Author Response File: Author Response.docx
Round 2
Reviewer 1 Report
Thank you for the information. Now the article seems to be more accurate. I don't fully accept the explanation for the inability to deposit RNAseq results in the database. Based on these results, we are unable to identify specific individuals, so I maintain my opinion that such results should be publicly available
Why were the patients in the PCA presented in different colors? There is no explanation in the figure description.
Author Response
## Response to Reviewer 1
General comment. Thank you for the information. Now the article seems to be more accurate.

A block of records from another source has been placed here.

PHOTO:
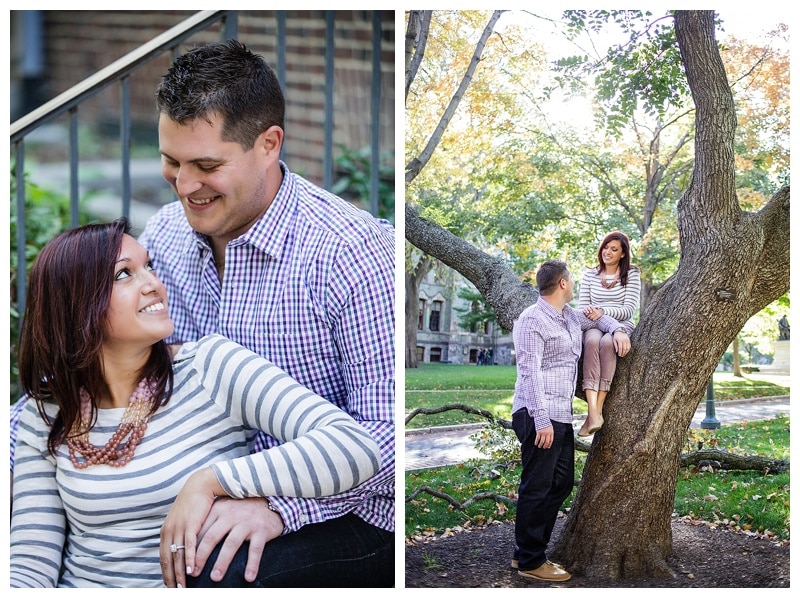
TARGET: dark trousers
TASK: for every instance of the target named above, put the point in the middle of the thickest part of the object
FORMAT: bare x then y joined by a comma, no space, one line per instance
345,552
546,481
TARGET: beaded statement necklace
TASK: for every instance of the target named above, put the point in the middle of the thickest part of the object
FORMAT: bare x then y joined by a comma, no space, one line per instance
609,281
115,452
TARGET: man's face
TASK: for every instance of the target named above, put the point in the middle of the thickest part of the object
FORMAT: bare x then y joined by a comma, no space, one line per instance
223,188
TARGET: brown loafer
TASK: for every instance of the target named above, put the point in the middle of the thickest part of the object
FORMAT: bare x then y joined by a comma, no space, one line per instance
547,571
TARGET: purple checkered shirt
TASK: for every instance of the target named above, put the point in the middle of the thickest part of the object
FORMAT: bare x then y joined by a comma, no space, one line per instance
311,288
548,345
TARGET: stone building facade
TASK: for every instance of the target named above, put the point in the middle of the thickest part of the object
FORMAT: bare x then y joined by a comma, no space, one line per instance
441,338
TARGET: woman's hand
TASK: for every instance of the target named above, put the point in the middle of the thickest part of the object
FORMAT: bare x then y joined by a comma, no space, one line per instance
622,342
183,524
593,312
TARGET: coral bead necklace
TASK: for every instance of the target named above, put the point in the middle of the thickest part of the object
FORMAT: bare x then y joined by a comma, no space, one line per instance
116,452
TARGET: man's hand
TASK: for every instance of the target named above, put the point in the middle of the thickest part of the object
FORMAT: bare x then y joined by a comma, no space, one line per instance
544,437
241,520
622,343
185,518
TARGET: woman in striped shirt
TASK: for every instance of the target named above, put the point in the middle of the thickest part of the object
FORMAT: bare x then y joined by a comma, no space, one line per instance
611,288
125,447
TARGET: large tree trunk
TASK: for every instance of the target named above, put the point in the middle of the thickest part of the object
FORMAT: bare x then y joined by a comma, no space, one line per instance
732,265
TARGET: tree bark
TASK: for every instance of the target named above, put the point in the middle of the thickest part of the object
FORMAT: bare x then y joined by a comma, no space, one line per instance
732,265
499,285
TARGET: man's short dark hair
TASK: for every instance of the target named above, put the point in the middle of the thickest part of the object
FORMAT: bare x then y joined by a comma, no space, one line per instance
549,275
223,79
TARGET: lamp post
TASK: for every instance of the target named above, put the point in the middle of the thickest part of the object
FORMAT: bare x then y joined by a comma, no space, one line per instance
710,422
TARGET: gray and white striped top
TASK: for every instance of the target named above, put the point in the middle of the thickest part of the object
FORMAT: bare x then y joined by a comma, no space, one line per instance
621,303
100,526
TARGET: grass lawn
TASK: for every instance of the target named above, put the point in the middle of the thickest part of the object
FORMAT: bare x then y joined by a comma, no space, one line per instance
746,500
491,388
743,500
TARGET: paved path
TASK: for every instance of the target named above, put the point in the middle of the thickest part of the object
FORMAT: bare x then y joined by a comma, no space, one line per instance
435,447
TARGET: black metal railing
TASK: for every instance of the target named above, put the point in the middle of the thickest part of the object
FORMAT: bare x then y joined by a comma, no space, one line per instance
119,72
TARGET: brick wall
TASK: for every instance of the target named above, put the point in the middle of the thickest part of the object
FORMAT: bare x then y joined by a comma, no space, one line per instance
79,43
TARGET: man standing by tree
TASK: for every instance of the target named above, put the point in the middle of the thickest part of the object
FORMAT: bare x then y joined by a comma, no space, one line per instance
547,340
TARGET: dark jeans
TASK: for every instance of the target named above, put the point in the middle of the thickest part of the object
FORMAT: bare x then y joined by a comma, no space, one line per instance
345,552
546,481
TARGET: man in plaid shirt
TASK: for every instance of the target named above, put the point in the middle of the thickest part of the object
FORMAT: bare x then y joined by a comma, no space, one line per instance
548,338
262,256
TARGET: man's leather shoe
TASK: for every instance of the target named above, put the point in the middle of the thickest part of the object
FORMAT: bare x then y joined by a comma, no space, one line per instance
547,571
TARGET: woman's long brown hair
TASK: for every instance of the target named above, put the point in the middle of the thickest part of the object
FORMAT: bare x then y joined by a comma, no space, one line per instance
61,337
624,263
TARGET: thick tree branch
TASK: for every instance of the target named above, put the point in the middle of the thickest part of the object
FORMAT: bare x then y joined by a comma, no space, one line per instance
499,285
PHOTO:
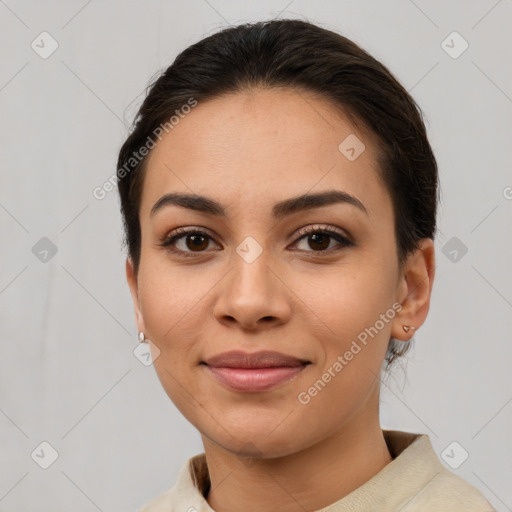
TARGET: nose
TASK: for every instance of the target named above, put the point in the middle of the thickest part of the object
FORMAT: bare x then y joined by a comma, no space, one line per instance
253,296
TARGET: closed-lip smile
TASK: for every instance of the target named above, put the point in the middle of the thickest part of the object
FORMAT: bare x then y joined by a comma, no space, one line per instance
254,372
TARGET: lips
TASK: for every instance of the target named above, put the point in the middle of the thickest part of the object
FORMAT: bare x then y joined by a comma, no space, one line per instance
253,372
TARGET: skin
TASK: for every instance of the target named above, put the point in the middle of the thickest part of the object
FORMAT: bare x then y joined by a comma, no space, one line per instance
249,150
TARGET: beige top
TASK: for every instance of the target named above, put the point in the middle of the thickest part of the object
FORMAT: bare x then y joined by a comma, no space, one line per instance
414,481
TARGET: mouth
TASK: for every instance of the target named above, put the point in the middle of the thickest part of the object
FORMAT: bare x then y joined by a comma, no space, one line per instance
259,371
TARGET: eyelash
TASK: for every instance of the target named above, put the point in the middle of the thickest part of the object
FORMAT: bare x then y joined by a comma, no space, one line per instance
167,241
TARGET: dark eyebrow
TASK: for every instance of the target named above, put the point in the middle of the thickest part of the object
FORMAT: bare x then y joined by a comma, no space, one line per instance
280,210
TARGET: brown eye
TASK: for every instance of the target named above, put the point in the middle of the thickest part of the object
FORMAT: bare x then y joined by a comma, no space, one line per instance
319,239
196,242
186,242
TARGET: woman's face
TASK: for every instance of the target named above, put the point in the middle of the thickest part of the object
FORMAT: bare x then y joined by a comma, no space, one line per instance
255,280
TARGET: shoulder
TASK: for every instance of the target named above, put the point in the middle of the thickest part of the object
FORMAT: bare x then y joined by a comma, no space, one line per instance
449,492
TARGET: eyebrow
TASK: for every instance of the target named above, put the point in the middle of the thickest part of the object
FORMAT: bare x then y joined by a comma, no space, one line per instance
280,210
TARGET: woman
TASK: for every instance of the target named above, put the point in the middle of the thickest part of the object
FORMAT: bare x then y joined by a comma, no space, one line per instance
279,198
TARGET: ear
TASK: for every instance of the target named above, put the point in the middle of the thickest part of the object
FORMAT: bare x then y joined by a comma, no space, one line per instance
414,290
131,278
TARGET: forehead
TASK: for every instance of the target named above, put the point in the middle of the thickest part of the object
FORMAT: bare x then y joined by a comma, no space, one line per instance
253,148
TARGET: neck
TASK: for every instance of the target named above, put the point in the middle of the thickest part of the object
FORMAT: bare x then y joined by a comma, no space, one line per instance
306,480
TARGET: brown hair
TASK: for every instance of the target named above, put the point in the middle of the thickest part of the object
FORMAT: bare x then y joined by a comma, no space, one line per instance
296,54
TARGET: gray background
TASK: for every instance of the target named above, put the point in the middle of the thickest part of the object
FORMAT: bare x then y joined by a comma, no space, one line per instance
68,374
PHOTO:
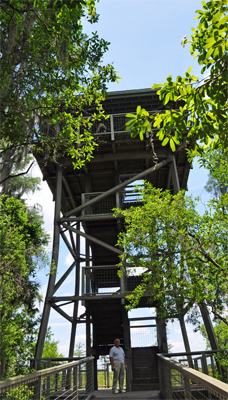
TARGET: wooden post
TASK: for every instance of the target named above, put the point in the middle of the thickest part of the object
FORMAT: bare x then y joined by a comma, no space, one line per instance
186,341
77,284
127,349
48,382
54,262
187,389
37,389
161,335
208,326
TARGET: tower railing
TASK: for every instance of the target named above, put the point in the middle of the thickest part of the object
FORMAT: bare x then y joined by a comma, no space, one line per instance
72,380
178,381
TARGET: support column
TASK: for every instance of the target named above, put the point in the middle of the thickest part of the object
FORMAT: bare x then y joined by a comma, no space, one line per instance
77,282
186,341
54,262
88,332
162,337
127,349
208,325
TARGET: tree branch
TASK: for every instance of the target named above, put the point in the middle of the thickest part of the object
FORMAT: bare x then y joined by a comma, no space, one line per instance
15,176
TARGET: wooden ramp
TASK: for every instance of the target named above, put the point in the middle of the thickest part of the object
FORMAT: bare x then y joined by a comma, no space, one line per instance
145,368
140,395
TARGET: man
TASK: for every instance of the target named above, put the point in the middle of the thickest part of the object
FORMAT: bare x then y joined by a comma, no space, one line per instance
118,363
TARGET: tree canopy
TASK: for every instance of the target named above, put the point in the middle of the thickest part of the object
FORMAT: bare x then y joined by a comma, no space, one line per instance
196,107
22,251
52,76
180,255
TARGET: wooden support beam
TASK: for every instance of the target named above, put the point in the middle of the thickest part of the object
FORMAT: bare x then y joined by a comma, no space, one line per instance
161,335
61,312
65,275
175,179
118,187
208,326
92,217
75,310
52,276
69,191
127,349
92,239
186,341
66,241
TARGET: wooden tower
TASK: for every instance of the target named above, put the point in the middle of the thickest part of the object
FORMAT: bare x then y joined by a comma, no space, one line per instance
84,200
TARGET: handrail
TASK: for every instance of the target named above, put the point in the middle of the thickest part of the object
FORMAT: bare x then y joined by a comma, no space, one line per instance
28,378
214,386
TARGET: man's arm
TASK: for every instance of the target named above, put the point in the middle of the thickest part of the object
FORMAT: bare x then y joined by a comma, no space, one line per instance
112,363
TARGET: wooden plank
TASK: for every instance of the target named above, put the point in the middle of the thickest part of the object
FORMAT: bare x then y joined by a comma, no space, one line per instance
93,239
118,187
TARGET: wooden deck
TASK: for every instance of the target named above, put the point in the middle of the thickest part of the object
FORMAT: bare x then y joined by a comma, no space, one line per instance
139,395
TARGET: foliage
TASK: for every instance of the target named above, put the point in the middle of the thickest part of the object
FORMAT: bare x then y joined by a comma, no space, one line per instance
14,178
221,333
201,120
79,350
50,349
182,255
22,241
52,76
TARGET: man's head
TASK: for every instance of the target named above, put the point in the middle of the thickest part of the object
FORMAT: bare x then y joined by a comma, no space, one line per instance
117,342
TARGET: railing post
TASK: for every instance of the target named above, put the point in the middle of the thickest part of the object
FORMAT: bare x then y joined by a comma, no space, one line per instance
63,379
196,364
75,380
204,364
187,389
37,389
83,281
112,128
168,383
48,381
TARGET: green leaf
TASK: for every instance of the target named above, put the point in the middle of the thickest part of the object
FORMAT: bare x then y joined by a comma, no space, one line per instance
167,98
131,116
165,141
138,110
172,145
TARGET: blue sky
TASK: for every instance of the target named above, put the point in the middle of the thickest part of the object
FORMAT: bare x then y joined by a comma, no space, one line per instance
145,48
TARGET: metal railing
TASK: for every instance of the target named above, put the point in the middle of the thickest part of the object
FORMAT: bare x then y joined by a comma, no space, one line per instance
70,381
178,381
104,280
123,199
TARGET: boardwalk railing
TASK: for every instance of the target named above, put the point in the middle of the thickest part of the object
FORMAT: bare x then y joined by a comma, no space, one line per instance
178,381
71,381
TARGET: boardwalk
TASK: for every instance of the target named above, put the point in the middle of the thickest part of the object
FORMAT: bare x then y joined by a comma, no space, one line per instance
145,395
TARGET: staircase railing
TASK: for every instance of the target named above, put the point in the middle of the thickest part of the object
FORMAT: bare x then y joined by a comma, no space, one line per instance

Response. We appreciate the reviewer’s helpful comments again, which have substantially improved the quality of our manuscript. We are submitting a revised manuscript to address the reviewer’s concerns. Detailed point-by-point responses to these concerns are provided.
Specific comments.
Comment 1 (C1). I don't fully accept the explanation for the inability to deposit RNAseq results in the database. Based on these results, we are unable to identify specific individuals, so I maintain my opinion that such results should be publicly available.
Response 1 (R1). Thank you for bringing our attention to this point, which we have not fully acknowledged in the original manuscript. We deposited our RNA-Seq data in NCBI's Gene Expression Omnibus and are accessible through GEO Series accession number GSE232753 (https://www.ncbi.nlm.nih.gov/geo/query/acc.cgi?acc=GSE232753). We added this information in the revised manuscript.
C2. Why were the patients in the PCA presented in different colors? There is no explanation in the figure description.
R2. Thank you for careful review of our manuscript. We apologize for our carelessness and applied the same color to each group.
Reviewer 2 Report
The authors have satisfactorily addressed my comments. The paper can now be accepted.
Author Response
## Response to Reviewer 2
C1. The authors have satisfactorily addressed my comments. The paper can now be accepted.
R1. We appreciate the reviewer’s helpful comments again, which have substantially improved the quality of our manuscript.